Friday, December 31, 2010

2010 books, #86-89

Final booky things of this year; 89 books in total. It's been a good year for new authors, and for new books by previously appreciated authors.

U is for undertow, by Sue Grafton. London: Pan, 2010.

It's a Kinsey Millhone. It's well up to standard. What's different this time is that Grafton maintains a really complex timeline, which kept me looking backwards and forwards between chapters. Unfortunately I put this down somewhere in a pile of pre-Christmas stuff and sort of lost it for a while, so I did get a bit lost a couple of times (my fault, not the author's!) Excellent. And I'm already sort of starting to dread what happens when she gets to Z.

From the dead, by Mark Billingham [audiobook]. Read by Paul Thornley. Rearsby, Leics: WF Howes, 2010.

A wife comes out of prison to find that the husband she's served 12 years for killing, via a paid assassin, is very likely still to be alive. She hires an amateur detective who then gets in touch with Billingham's Tom Thorne. Billingham does his usual job of keeping you on your toes, while giving you his superb writing which retains graveside humour. There are a couple of real, genuine shockers in the course of this, while he continues the side-stories of his characters' lives.

Separation of power, by Vince Flynn. London: Simon and Schuster, 2003.

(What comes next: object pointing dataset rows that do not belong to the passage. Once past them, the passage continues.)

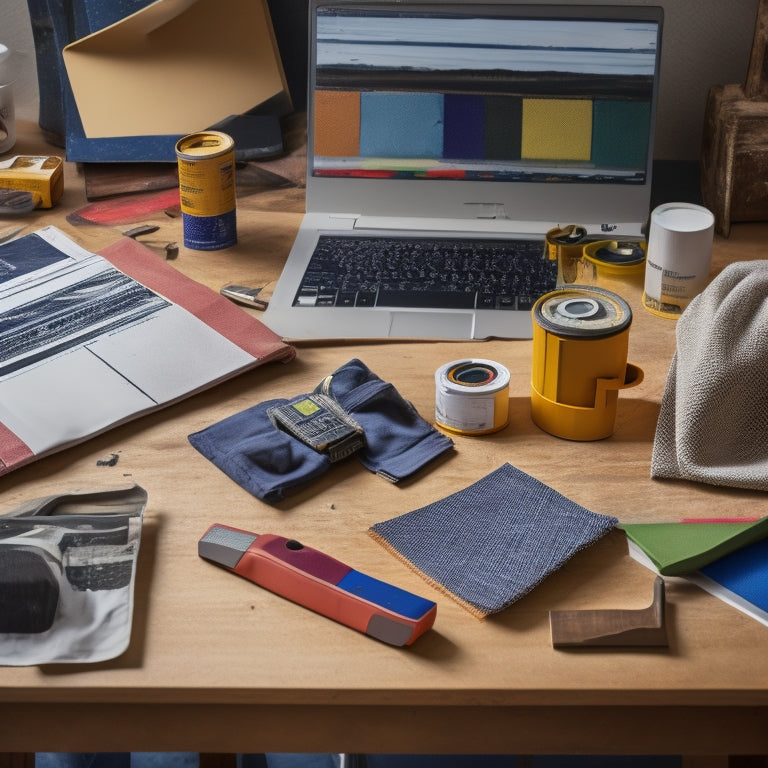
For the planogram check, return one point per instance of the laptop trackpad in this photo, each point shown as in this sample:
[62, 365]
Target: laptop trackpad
[431, 325]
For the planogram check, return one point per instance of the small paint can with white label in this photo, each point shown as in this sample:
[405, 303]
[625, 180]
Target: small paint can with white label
[472, 397]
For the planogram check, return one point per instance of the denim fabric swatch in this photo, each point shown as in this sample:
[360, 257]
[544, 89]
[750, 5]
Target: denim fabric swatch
[493, 542]
[268, 462]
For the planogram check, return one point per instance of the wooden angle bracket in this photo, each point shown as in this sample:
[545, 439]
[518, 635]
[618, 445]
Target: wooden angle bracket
[612, 627]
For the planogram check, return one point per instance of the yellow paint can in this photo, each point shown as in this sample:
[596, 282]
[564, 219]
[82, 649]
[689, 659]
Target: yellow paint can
[206, 162]
[580, 344]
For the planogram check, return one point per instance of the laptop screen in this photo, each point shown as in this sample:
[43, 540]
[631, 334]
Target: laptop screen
[485, 94]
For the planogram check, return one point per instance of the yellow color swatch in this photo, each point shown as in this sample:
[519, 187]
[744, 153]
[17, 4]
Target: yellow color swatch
[337, 123]
[557, 129]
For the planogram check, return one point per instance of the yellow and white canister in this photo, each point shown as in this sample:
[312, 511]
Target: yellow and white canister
[206, 162]
[580, 344]
[472, 397]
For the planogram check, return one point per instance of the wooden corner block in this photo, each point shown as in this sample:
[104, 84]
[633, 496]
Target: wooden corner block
[613, 627]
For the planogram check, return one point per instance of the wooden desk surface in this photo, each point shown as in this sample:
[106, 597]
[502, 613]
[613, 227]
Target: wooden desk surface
[217, 664]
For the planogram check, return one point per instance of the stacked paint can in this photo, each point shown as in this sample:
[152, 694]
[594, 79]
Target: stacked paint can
[206, 162]
[580, 343]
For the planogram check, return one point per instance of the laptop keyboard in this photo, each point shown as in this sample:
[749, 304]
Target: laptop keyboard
[426, 272]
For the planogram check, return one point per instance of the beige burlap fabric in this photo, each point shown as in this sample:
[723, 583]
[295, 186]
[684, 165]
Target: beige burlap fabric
[713, 424]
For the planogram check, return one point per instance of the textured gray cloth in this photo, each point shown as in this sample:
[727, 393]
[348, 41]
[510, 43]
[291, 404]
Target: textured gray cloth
[713, 424]
[494, 541]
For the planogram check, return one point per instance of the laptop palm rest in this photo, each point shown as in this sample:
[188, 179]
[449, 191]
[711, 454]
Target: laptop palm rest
[431, 326]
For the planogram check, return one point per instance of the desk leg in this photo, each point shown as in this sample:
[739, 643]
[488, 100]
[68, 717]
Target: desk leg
[207, 760]
[17, 760]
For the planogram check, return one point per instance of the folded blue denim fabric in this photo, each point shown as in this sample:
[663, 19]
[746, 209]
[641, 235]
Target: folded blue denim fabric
[268, 462]
[254, 453]
[398, 441]
[491, 543]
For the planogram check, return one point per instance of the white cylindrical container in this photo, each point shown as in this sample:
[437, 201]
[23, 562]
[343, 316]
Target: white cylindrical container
[7, 107]
[472, 397]
[679, 257]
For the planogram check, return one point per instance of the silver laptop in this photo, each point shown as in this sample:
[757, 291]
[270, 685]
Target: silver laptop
[444, 142]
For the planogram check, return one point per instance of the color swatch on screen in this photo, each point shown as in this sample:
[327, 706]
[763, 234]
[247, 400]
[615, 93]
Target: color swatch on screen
[445, 127]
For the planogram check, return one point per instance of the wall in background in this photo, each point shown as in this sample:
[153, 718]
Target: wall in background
[705, 42]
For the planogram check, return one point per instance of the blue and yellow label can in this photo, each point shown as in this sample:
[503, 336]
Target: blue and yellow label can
[206, 162]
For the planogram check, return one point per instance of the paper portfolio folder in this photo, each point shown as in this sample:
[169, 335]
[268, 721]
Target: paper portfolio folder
[169, 69]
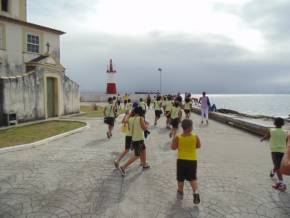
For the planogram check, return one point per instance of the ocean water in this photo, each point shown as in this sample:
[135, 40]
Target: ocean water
[268, 104]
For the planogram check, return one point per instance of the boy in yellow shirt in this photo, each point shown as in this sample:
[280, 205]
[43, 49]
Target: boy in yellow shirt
[187, 144]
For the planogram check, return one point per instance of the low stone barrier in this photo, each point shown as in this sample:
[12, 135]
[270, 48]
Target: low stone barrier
[251, 127]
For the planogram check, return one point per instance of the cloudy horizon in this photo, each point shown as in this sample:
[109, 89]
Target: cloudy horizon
[222, 46]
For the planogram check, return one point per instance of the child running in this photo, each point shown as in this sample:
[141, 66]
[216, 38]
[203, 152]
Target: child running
[278, 143]
[157, 108]
[168, 107]
[137, 127]
[129, 106]
[142, 105]
[128, 139]
[109, 114]
[187, 107]
[187, 144]
[175, 118]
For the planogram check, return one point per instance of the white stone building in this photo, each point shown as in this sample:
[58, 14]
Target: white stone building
[33, 84]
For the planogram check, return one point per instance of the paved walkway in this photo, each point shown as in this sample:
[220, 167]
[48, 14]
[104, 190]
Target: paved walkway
[75, 177]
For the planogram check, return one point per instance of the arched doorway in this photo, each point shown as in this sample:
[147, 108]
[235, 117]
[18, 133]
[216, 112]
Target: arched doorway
[52, 97]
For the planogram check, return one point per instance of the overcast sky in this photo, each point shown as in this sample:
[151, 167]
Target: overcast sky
[222, 46]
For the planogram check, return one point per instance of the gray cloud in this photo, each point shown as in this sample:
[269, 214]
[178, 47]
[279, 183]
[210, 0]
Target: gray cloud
[189, 64]
[213, 62]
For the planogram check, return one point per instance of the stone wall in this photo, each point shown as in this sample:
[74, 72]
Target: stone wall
[24, 96]
[71, 96]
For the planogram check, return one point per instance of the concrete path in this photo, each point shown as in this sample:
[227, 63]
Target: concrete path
[75, 177]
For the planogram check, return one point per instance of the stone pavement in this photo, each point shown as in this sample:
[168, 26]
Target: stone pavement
[75, 177]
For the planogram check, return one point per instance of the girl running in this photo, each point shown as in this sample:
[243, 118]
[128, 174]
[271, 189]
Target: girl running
[204, 104]
[128, 139]
[157, 108]
[109, 114]
[187, 107]
[176, 115]
[137, 128]
[168, 107]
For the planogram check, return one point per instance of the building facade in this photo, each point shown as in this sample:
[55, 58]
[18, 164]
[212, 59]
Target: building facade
[33, 84]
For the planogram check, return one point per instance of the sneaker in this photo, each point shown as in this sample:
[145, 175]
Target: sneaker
[145, 167]
[116, 163]
[196, 198]
[122, 171]
[279, 186]
[179, 192]
[179, 195]
[272, 173]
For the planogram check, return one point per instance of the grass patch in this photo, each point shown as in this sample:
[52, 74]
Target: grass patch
[35, 132]
[91, 111]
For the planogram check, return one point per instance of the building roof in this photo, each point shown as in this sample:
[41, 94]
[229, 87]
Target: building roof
[36, 26]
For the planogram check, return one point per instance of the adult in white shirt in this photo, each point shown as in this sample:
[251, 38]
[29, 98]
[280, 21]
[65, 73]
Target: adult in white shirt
[204, 105]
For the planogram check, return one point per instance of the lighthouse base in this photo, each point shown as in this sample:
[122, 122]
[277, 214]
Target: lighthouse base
[111, 88]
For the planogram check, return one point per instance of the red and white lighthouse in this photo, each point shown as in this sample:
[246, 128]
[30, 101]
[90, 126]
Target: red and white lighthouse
[111, 84]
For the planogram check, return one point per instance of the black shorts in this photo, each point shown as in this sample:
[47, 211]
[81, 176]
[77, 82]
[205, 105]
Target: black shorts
[186, 170]
[175, 123]
[168, 114]
[277, 159]
[110, 121]
[128, 142]
[158, 113]
[138, 147]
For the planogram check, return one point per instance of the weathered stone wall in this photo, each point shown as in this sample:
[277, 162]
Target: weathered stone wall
[71, 96]
[24, 96]
[1, 102]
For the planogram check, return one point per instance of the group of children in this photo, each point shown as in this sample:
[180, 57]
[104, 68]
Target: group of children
[186, 143]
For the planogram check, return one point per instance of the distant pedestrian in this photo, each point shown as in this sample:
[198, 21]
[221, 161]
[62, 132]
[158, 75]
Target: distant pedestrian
[109, 114]
[137, 128]
[129, 106]
[168, 108]
[187, 107]
[204, 105]
[175, 118]
[157, 108]
[118, 102]
[187, 144]
[142, 105]
[278, 142]
[148, 101]
[126, 98]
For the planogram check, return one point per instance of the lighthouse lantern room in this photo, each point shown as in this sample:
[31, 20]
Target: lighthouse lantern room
[111, 84]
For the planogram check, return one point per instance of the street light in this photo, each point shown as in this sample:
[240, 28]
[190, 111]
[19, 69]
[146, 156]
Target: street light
[160, 85]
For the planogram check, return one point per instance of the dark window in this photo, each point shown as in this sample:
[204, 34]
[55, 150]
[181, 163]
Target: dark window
[32, 43]
[5, 5]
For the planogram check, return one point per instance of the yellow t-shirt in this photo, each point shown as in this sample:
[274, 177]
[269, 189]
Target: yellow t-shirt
[136, 130]
[175, 112]
[157, 105]
[168, 105]
[187, 149]
[188, 106]
[110, 110]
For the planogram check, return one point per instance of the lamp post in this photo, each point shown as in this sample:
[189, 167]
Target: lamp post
[160, 85]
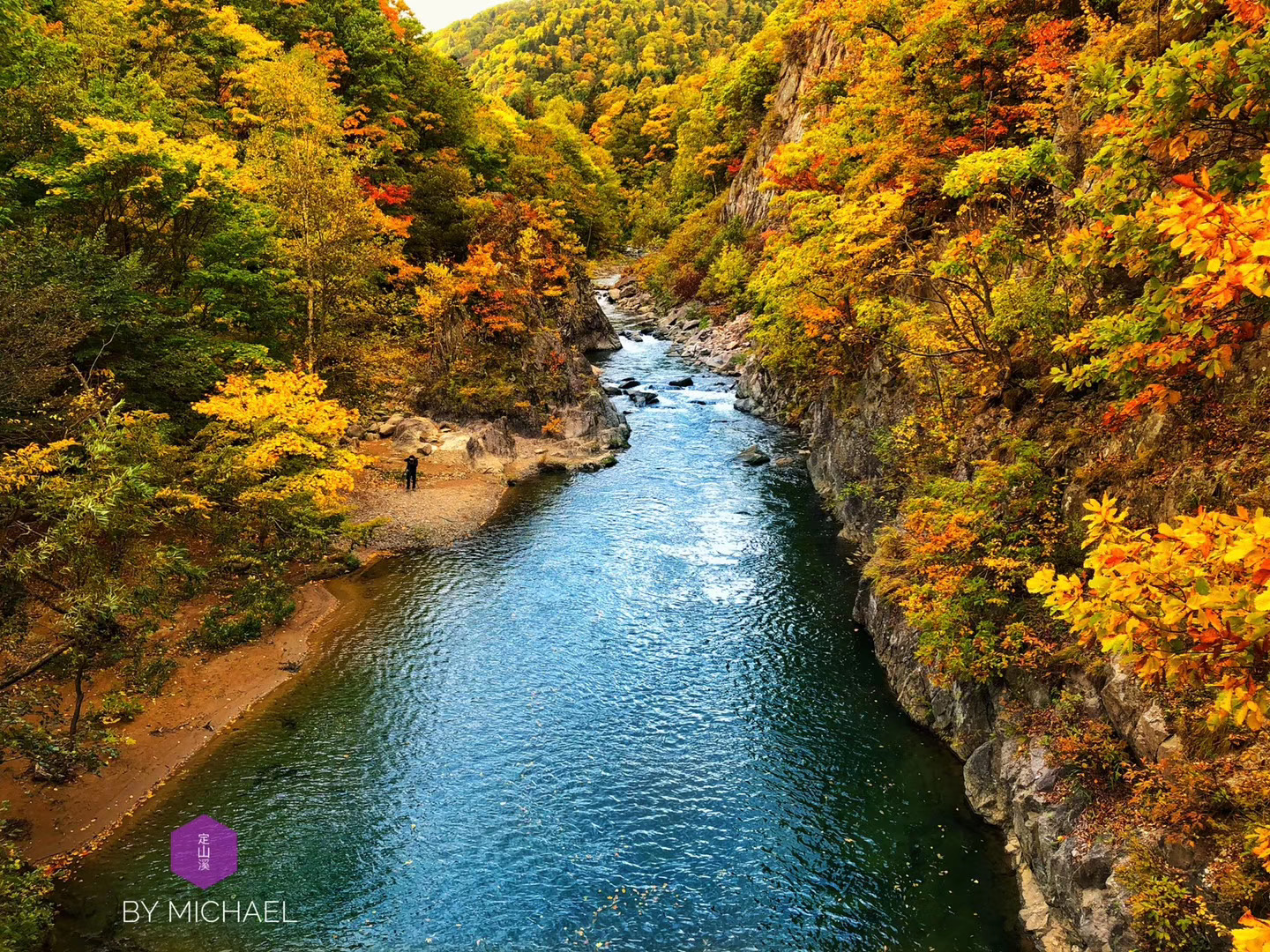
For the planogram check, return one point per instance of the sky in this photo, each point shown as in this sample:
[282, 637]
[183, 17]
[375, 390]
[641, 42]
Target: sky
[437, 14]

Another Mitch Rapp thriller - not necessarily one of the best ones, but we'll see what happens in the next one. Rapp is trying to get out of his clandestine involvement with the US security services while attempting to tie up loose ends. It all goes horribly wrong for him, professionally and personally.

One of the really intriguing elements of this book is that it has a narrative style I can only describe as style indirect libre, not having studied English literature - there are multiple points of view (the head of Mossad, the head of the CIA, the President, Mitch, Anna) and they all have their own worldview, all of which are presented as being equally valid. Israel is unjustifiably persecuted, the CIA is underfunded... and so on... This is definitely a series to be read in chronological order.

Wintersmith, by Terry Pratchett [audiobook]. Read by Stephen Briggs.

The third of the Tiffany Aching series. If you loved the others, you'll love this (again though, reading the others first is definitely a good move). The spirit of winter falls in love with Tiffany but doesn't know what it is to be human. Meanwhile, he's terrifyingly scary. Also incorporated are Miss Treason (113, and borrowing eyes and ears from other creatures) and Horace the Cheese, as well as the full horde of Nac Mac Feegles. And, of course, Granny Weatherwax.

There are some lovely bits in this. At one point Tiffany goes home and scrubs floors, feeds chickens, makes cheese. "These things grounded you. Taught you what was real. You could set a small piece of your mind to them, giving your thoughts time to line up and settle down." I don't necessarily go to Terry Pratchett's books for fantasy - because he's also so very good at giving you stone-cold truth. I can't think of a better reason and explanation for knitting for the sake of it.

Best of luck for all our reading in 2011.

1 comment:

Daisy said...

Happy New Year!

Thank you for all the books you posted about last year - I don't always comment on the posts but I do read them with interest.

And how's the garden coming along after all that work you did on it?!